June 18, 2024

Gabbing Geek

Your online community for all things geeky.

Comic Review: Redneck Volume 1

It's vampires hiding out in Texas in this Image Comics series.

Vampires in a somewhat rural Texas town.  And they’re the protagonists.

That’s probably all you need to know about the premise for the Image Comics series Redneck.  The first volume, subtitled Deep in the Heart is reviewed below.

The Bowman family lives on the outskirts of a small Texas town.  They own the local barbecue joint, but mostly keep to themselves during the day.  They more or less have to.  They’re vampires.  They live off the blood of their cows and sell the meat in town.  There’s the Landry family that knows about them and have been enemies since the time of the Alamo, but for the most part they keep their true nature a secret.

The problem comes when family patriarch’s three sons (vampires here can also reproduce biologically) go into town.  JV sends the series narrator, his adopted “brother” Bartlett, to bring the boys back before they do something bad.  Bartlett is a bit of a drunk, but he goes.  He finds the boys at a topless bar, and as they are confronting Father Landry, well, something happens.  Bartlett wakes up the next day to find JV angry.  Bartlett doesn’t remember what happened, but youngest son Slap, who wasn’t quite right in the head anyway, is hanging from a tree outside, burning in the sun.  He’s dead.

Vampires, we are told, don’t wear black as a sign or mourning.  They wear red.  From the blood of other people.

But what happened to Slap?  Bartlett can’t remember, and the only psychics in the family are a small girl JV wants to shield from everything and the monstrous old thing called “Grandpa” in the attic.  Slap’s brothers want to kill someone.  JV wants to keep hiding.  Bartlett just wants to know what happened.  But soon, it will have to come out:  there are vampires at the old Bowman place.

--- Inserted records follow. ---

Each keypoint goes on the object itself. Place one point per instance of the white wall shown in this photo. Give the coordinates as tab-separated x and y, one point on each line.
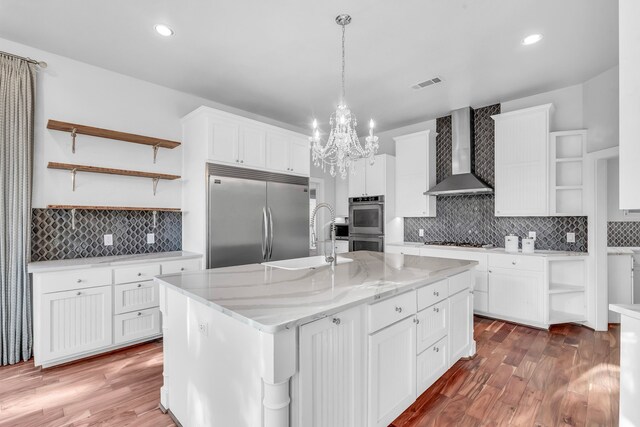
601	110
567	102
629	103
76	92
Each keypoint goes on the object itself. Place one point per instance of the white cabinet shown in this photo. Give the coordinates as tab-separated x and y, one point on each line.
461	325
415	174
287	153
76	321
332	375
522	162
392	371
372	179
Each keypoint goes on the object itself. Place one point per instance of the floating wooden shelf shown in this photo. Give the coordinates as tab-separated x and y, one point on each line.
113	208
109	171
75	129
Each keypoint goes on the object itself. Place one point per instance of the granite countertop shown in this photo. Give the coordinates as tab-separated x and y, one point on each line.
272	299
631	310
498	251
107	261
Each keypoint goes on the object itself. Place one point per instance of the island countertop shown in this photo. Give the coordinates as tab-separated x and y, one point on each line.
272	299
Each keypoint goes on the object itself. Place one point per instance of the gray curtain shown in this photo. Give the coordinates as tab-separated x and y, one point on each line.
17	94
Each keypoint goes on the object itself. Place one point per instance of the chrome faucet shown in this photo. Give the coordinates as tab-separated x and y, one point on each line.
332	258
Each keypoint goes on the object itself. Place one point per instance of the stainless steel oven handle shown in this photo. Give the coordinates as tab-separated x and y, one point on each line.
270	232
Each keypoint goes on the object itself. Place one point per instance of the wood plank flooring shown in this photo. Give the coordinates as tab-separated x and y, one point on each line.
568	376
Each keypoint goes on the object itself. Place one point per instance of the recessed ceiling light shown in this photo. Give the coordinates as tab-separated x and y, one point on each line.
531	39
163	30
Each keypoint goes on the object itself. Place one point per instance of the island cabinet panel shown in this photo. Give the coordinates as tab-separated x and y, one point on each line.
392	371
332	375
76	321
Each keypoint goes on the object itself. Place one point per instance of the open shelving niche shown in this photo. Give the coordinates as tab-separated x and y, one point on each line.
567	153
566	294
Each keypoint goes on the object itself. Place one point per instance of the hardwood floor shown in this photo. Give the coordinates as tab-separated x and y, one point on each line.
568	376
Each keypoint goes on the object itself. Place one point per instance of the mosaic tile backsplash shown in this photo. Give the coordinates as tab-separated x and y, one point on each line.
52	237
470	219
623	234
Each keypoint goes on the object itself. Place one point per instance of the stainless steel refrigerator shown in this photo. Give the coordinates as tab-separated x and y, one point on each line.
255	216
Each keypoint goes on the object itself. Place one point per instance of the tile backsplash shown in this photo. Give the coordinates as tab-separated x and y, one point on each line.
470	218
52	236
623	234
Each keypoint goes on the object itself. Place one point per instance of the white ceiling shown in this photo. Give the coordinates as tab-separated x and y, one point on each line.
280	58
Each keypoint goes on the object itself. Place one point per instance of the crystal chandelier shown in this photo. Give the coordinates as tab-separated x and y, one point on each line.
342	147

Writer Donny Cates has an interesting set-up here, and he plays around a bit with the vampire mythology.  Artist Lisandro Estherren gives the book a distinct look, both horrifying and rustic as needed, and there’s some humor to be found, like how a mosquito that bit Bartlett bursts into flames as soon as it hits the sunlight.  Something pushed the Bowmans front and center.  Now they have to hide or fight.  Eight out of ten silent guys named Evil.